Closed niftylettuce closed 4 years ago

niftylettuce commented 4 years ago

> franc.all('Hola amiga', { only: [ 'eng', 'spa', 'por', 'ita', 'fra' ] })
[
  [ 'spa', 1 ],
  [ 'ita', 0.9323770491803278 ],
  [ 'fra', 0.5942622950819672 ],
  [ 'por', 0.5368852459016393 ],
  [ 'eng', 0 ]
]
> franc.all('Hola mi amiga', { only: [ 'eng', 'spa', 'por', 'ita', 'fra' ] })
[
  [ 'ita', 1 ],
  [ 'spa', 0.6840958605664488 ],
  [ 'fra', 0.6318082788671024 ],
  [ 'por', 0.08714596949891062 ],
  [ 'eng', 0 ]
]
> franc.all('Ciao amico!', { only: [ 'eng', 'spa', 'por', 'ita', 'fra' ] })
[
  [ 'spa', 1 ],
  [ 'por', 0.9940758293838863 ],
  [ 'ita', 0.9170616113744076 ],
  [ 'eng', 0.6232227488151658 ],
  [ 'fra', 0.46563981042654023 ]
]

These are all completely incorrect accuracies.

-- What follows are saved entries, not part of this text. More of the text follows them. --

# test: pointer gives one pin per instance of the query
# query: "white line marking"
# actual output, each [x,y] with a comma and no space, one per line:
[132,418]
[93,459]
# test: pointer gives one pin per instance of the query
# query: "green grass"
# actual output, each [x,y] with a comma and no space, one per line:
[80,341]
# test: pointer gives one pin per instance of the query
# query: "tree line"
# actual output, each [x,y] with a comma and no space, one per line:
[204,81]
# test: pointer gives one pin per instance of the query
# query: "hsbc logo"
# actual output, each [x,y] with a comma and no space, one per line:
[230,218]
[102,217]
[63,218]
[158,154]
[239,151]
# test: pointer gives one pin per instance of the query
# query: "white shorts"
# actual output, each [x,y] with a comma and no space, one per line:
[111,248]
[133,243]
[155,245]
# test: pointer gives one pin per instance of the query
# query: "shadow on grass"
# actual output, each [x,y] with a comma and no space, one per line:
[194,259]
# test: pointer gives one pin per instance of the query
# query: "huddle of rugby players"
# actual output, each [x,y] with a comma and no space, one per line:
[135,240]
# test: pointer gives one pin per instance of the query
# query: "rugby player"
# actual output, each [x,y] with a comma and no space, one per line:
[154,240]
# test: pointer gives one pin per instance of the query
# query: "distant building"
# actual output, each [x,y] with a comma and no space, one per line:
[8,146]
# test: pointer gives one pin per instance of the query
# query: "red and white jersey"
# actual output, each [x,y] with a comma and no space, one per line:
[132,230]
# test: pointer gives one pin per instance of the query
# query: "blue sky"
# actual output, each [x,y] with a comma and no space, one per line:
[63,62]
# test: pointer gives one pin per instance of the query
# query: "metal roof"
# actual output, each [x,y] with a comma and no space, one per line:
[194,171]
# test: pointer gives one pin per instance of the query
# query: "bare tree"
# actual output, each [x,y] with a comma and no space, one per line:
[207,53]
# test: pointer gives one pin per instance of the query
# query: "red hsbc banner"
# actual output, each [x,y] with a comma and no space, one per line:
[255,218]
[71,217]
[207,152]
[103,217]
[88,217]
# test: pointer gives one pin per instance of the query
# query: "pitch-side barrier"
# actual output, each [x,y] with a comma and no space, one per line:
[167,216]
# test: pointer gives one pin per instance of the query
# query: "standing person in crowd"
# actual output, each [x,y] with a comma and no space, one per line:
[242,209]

niftylettuce commented 4 years ago

Perhaps using Wikimedia word dictionary would be a better dataset for accuracy.

niftylettuce commented 4 years ago

Perhaps an error should be thrown if the string length doesn't reach a minimum number of characters, perhaps 200? Not sure if you've figured out what that magic number is.

niftylettuce commented 4 years ago

For insight into my comment on the Wikimedia dataset, there are basically downloadable tarballs of entire dictionaries of every language, which also includes topics/people/etc.

wooorm commented 4 years ago

There have been many issues about this, see my responses to most closed issues. It’s in the readme: https://github.com/wooorm/franc#whats-not-so-cool-about-franc

Perhaps an error should be thrown if the string length doesn't reach a minimum number of characters

See the example in the readme: pass minLength: 200.

Not sure if you've figured out what that magic number is.

There is none: this is data model based, there is no perfect answer. There is just “likeliness”.

Perhaps using Wikimedia word dictionary would be a better dataset for accuracy.

There is no bigger copyright-free dataset than the universal declaration of human rights. Franc focusses on supporting many languages. Checkout CLD-based projects if you care less about many languages.

niftylettuce commented 4 years ago

Awesome, it wasn't obvious at first that "und" meant undefined/not found. Might be useful to add this to the README and make more of an example.

wooorm commented 4 years ago

How about this?

 var franc = require('franc')

 franc('Alle menslike wesens word vry') // => 'afr'
 franc('এটি একটি ভাষা একক IBM স্ক্রিপ্ট') // => 'ben'
 franc('Alle menneske er fødde til fridom') // => 'nno'
-franc('') // => 'und'
-franc('the') // => 'und'
-
-/* You can change what’s too short (default: 10): */
-franc('the', {minLength: 3}) // => 'sco'
+
+// You can change what’s too short (default: 10):
+franc('the') // => 'und' (`und` is a language code which stands for undetermined)
+franc('the', {minLength: 3}) // => 'sco'

niftylettuce commented 4 years ago

👍 👍 👍

wooorm commented 4 years ago

Sweet, fixed!